Franklin County is to start using the Secure Communities program Tuesday, while Benton County has asked to join but doesn't have a start date yet.
The U.S. Immigration and Customs Enforcement program has been opposed by immigration-rights groups such as the Seattle-based OneAmerica, which claim the program doesn't work like federal officials say it does.
Yakima County was the first in the state to implement the program, The Seattle Times reported.
Franklin County Sheriff Richard Lathim and Benton County Sheriff Steve Keane said the program won't change jail procedures or add to workloads.
And there is no cost, Keane said.
All joining means is that fingerprints will be checked against the Department of Homeland Security's database and the FBI's, Lathim said.
Everyone who is arrested is fingerprinted, and those fingerprints are then checked against the FBI database, which is the master database for law enforcement agencies nationwide, Lathim said.
The Department of Homeland Security database has additional fingerprint records, including those of people who have been deported, Keane said.
Fingerprints can help identify people who give a fake name or don't have identification, Lathim said. In most cases, the results will be back within an hour.

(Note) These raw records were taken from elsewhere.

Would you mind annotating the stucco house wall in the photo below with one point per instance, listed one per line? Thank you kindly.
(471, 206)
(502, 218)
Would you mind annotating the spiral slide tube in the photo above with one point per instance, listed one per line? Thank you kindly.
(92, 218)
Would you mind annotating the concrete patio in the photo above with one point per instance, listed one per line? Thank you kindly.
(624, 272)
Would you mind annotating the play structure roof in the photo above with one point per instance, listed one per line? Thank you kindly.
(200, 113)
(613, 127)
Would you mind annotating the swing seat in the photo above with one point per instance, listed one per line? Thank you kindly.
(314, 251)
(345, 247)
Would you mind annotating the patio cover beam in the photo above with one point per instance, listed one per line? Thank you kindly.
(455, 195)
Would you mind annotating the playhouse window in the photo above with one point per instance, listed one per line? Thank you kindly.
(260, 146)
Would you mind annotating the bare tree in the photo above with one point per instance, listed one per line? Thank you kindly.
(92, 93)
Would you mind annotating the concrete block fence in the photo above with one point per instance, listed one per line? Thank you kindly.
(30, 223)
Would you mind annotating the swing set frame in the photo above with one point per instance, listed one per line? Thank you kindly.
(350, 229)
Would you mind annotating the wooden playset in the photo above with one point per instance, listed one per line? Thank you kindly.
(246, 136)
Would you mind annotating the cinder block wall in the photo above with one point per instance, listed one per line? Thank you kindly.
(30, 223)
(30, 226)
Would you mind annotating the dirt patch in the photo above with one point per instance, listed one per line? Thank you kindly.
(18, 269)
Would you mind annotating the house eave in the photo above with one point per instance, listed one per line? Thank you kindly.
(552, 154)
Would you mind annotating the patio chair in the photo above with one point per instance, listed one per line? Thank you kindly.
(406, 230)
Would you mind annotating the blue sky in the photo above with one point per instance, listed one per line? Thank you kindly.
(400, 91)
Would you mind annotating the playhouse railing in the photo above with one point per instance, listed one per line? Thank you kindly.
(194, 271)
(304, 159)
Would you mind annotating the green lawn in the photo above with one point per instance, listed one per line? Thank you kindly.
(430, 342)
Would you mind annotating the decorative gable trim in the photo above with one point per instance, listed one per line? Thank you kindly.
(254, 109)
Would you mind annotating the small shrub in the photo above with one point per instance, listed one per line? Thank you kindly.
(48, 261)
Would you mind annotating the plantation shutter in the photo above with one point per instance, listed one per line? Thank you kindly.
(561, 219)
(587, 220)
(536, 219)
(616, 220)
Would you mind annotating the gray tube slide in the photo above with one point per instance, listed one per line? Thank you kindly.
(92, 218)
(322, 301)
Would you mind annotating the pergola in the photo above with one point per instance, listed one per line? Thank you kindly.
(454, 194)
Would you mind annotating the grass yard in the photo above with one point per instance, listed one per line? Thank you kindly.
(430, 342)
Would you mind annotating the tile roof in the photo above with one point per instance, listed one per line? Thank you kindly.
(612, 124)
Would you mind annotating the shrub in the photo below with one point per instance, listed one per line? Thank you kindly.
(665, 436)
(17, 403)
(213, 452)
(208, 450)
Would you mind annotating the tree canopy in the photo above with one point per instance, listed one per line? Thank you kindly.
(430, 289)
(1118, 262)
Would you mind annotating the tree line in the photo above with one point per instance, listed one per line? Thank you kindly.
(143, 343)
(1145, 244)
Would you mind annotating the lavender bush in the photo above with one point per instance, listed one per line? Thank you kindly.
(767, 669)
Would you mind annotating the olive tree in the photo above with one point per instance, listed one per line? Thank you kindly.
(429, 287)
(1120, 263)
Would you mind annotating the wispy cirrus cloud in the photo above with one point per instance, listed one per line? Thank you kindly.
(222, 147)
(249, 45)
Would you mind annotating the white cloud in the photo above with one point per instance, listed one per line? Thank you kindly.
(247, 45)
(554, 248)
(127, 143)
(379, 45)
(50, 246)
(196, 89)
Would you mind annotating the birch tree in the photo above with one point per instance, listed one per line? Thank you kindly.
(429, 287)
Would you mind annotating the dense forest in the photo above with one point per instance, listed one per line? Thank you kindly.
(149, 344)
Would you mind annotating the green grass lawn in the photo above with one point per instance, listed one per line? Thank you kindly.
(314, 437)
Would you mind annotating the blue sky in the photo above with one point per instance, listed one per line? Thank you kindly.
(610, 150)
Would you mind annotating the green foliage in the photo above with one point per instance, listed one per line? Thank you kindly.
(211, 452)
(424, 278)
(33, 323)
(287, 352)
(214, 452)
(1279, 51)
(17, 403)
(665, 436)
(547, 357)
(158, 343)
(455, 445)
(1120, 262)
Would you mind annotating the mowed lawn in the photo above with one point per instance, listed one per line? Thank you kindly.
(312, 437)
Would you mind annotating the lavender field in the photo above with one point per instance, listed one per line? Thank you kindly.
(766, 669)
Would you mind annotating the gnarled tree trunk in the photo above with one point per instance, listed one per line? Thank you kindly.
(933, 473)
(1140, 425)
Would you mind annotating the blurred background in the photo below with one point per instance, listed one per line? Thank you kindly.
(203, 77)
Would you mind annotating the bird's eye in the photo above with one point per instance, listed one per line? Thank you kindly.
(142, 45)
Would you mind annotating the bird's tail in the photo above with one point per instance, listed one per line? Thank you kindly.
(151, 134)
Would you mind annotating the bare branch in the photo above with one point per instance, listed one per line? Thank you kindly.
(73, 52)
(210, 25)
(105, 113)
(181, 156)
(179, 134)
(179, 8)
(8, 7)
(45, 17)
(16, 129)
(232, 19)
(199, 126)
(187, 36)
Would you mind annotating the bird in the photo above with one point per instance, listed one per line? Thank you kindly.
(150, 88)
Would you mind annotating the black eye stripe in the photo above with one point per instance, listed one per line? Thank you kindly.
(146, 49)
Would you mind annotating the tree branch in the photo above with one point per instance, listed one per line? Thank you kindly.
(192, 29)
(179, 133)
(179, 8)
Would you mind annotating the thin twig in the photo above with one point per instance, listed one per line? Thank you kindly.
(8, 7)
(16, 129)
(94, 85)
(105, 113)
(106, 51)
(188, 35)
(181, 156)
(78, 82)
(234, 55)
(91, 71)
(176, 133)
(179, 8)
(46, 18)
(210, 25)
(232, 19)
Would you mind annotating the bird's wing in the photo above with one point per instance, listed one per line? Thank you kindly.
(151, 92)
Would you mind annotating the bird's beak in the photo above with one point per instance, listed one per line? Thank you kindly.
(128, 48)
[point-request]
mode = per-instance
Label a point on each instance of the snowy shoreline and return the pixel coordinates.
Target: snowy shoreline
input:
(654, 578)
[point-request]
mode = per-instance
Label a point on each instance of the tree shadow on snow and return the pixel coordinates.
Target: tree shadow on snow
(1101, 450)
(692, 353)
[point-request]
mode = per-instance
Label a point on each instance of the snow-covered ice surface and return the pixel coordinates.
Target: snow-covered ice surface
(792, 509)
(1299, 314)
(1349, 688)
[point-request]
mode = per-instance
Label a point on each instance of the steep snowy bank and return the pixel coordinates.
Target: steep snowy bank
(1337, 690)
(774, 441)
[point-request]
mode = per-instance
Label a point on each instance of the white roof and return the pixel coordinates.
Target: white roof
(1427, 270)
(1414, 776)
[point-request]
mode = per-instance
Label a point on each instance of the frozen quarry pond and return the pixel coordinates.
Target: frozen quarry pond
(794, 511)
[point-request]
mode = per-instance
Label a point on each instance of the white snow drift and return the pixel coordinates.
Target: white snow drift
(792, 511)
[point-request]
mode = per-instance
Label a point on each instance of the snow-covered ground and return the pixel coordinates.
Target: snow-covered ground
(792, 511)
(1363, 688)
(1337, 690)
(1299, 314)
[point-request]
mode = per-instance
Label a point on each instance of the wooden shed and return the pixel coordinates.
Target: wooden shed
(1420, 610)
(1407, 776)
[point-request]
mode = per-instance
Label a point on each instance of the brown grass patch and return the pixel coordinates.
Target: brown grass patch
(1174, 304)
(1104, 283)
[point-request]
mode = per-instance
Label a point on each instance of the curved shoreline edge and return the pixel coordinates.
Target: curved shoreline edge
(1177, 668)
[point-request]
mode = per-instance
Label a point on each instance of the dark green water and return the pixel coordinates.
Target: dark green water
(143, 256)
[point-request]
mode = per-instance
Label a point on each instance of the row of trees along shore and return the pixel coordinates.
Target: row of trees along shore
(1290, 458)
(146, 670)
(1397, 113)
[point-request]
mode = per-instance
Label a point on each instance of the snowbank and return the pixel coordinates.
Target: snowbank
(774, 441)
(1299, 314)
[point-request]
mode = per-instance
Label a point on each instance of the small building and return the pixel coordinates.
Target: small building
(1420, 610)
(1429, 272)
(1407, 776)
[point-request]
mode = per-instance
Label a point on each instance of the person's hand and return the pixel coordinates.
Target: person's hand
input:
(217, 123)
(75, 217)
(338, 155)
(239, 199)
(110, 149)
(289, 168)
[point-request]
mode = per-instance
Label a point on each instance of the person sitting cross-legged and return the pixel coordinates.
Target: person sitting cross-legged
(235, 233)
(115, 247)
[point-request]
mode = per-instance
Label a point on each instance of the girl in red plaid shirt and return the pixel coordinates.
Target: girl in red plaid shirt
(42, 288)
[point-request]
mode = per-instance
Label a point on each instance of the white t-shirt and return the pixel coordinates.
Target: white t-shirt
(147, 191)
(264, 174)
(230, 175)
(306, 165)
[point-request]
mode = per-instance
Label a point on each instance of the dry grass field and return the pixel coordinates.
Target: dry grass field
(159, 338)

With Secure Communities, ICE will notify the county if someone needs to be put on an immigration hold, Lathim said.
Both counties already have an ICE officer who checks jail booking logs, Lathim said. That began in the late 1980s when Franklin County was trying to address its high crime rate, drug problems and violence, he said.
The difference is that those who might not have been in jail when the ICE officer comes now will be checked against the immigration database, he said, which lowers the chance of a dangerous criminal slipping through the cracks.
More than 77,000 immigrants convicted of crimes have been removed through Secure Communities through April 30, according to ICE. Of those, 28,000 had been convicted of an aggravated felony such as murder, rape or sexual abuse of children.
OneAmerica lobbied both sheriffs not to adopt the program.
But Lathim said, "I think it's in the best interest of public safety to do this."
Jazmin Santacruz, an organizer for the Tri-Cities OneAmerica committee, said the lack of public input in adopting the program concerns her.
Although the program is supposed to catch serious criminals who are in the country illegally, Santacruz said public records received by OneAmerica showed the majority of those who were deported had either minor criminal convictions or none at all.
OneAmerica reports that ICE's own data shows that 74 percent of the immigrants deported through the program had no conviction or a low-level offense.
Santacruz said the program has caused worry among the immigrant community. She is concerned the program could erode trust of law enforcement and lead to some immigrants not reporting crimes.
The purpose is to target dangerous criminals who are in the United States illegally, Keane said. It isn't meant to target people who are convicted of a minor crime such as a traffic infraction.
Keane said his job is to get dangerous criminals off the streets, not deal with deportations. That, he said, is up to ICE.